The pandemic led many retailers to close stores on Thanksgiving Day and push discounts on their websites, starting as early as October. That’s continuing this year, although there are deals in stores as well.

Rob Karr, president and CEO of the Illinois Retail Merchants Association, noted that consumers are concerned about delays in filling online orders. “Everybody has been hit by supply chain issues,” he said.

Roads were crowded around Woodfield Mall in Schaumburg, where many shoppers were choosing the store experience and avoiding uncertainty about deliveries, according to Heather Lloyd, Woodfield’s marketing director.

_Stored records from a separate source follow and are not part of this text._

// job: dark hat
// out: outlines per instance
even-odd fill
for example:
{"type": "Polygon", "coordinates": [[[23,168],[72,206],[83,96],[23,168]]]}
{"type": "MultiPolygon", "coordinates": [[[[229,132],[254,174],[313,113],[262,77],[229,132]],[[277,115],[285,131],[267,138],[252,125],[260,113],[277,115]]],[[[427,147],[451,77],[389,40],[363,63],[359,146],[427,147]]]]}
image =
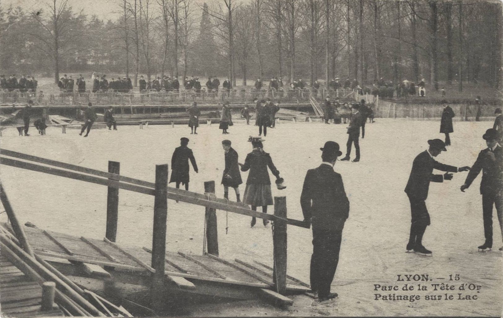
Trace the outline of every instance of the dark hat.
{"type": "Polygon", "coordinates": [[[250,138],[248,138],[248,141],[250,143],[264,142],[266,140],[260,136],[254,137],[250,136],[250,138]]]}
{"type": "Polygon", "coordinates": [[[440,149],[441,150],[443,150],[444,151],[447,151],[447,149],[445,148],[445,143],[441,139],[430,139],[428,141],[428,144],[434,148],[440,149]]]}
{"type": "Polygon", "coordinates": [[[499,134],[498,134],[498,131],[496,130],[494,128],[489,128],[487,130],[485,131],[485,134],[482,136],[484,140],[490,140],[491,139],[499,139],[499,134]]]}
{"type": "Polygon", "coordinates": [[[327,141],[325,145],[320,150],[323,151],[323,154],[334,154],[337,157],[342,156],[343,153],[339,150],[339,144],[334,141],[327,141]]]}

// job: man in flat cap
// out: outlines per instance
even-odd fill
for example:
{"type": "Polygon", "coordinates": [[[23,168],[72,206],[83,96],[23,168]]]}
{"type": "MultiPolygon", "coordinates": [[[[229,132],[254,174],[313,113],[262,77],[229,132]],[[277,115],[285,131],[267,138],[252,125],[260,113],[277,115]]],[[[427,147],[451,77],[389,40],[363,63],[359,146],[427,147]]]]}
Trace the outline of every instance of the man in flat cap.
{"type": "Polygon", "coordinates": [[[341,175],[333,171],[339,145],[327,141],[322,148],[322,162],[307,170],[300,205],[304,221],[312,225],[313,253],[311,257],[311,289],[319,301],[337,297],[330,292],[339,259],[343,229],[349,214],[349,200],[341,175]]]}
{"type": "Polygon", "coordinates": [[[171,157],[171,178],[170,183],[176,182],[177,189],[180,187],[180,183],[185,185],[185,189],[189,190],[189,182],[190,181],[189,176],[189,160],[192,164],[192,167],[196,173],[199,172],[197,169],[197,164],[194,157],[192,150],[187,147],[189,144],[189,138],[182,137],[180,139],[180,146],[175,149],[173,155],[171,157]]]}
{"type": "Polygon", "coordinates": [[[417,155],[412,163],[412,170],[405,192],[410,202],[410,213],[412,216],[409,241],[407,244],[407,251],[414,252],[423,255],[431,256],[432,252],[423,246],[423,236],[426,227],[430,225],[430,214],[426,208],[425,201],[428,197],[430,182],[443,182],[444,180],[452,180],[453,175],[449,172],[467,171],[470,167],[465,166],[457,168],[440,163],[434,159],[442,151],[447,151],[445,143],[440,139],[428,141],[430,147],[417,155]],[[433,174],[433,169],[436,169],[447,173],[444,175],[433,174]]]}
{"type": "Polygon", "coordinates": [[[497,131],[498,135],[499,136],[498,142],[501,144],[501,142],[503,142],[503,115],[501,115],[501,109],[496,109],[494,115],[496,115],[496,119],[494,120],[494,124],[492,126],[492,128],[497,131]]]}
{"type": "MultiPolygon", "coordinates": [[[[470,187],[482,170],[480,194],[485,241],[478,247],[478,250],[485,252],[492,248],[493,204],[496,206],[496,213],[503,236],[503,149],[498,144],[500,135],[495,129],[489,128],[482,138],[485,140],[487,148],[478,154],[477,160],[472,166],[461,190],[464,192],[470,187]]],[[[503,247],[499,250],[503,251],[503,247]]]]}
{"type": "Polygon", "coordinates": [[[353,162],[358,162],[360,161],[360,144],[359,143],[359,138],[360,138],[360,127],[362,126],[362,115],[360,113],[360,104],[358,103],[354,103],[351,107],[351,111],[353,112],[353,116],[351,117],[351,121],[349,123],[349,126],[347,127],[348,135],[348,142],[346,143],[346,155],[341,159],[342,161],[346,161],[350,160],[350,155],[351,154],[351,146],[355,144],[355,150],[356,151],[356,157],[353,160],[353,162]]]}

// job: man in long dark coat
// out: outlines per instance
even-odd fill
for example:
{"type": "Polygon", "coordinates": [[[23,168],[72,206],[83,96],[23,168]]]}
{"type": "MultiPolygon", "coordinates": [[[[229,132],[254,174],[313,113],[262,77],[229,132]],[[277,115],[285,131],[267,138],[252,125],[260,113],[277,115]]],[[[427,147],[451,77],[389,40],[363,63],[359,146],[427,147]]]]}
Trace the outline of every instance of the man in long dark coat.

“We are happy with the traffic thus far and are very encouraged to see shoppers with lots of shopping bags and lines at retailers, which is always a good sign and indicator of a busy holiday shopping season,” she said.

Liz Sarwar, 43, was out shopping Friday in downtown Chicago with her daughter Sophia, 15. They have come in from Kalamazoo, Mich. every year — except 2020 — for the last eight years.

“We are … vaccinated. Honestly, we missed being here over Thanksgiving last year,” Sarwar said. “It’s a tradition we’ve done since [Sophia] was little. We started coming to see the parade, but now we see the Christkindl [market]. We just like the hustle and bustle and there’s way more shopping than there is in our hometown.”

It wasn’t quite so crowded as in years past, Sarwar said, and very few shops appeared to be open on Thanksgiving Day.

Cyndy Wilson, 57, was in town from Texas with her family. She said she was unaccustomed to Illinois’ and Chicago’s strict mask rules. Wilson said she’s occasionally forgot to put one on while here in the city.

“Nobody has been rude about it or in your face about it or thrown things at me,” she said.

On Friday, she was in line outside the Michigan Avenue Starbucks, behind two dozen or so people so she could purchase a mug with Chicago or Illinois written on it.

She said she was delighted to be in the city.

“It’s beautiful, it’s decorated. It’s worth the trip,” she said. “If it means I have to put a mask on, that’s fine.”

Contributing: Sun-Times staff writer David Roeder; Associated Press


People line up outside Nike on North Michigan Avenue on Black Friday.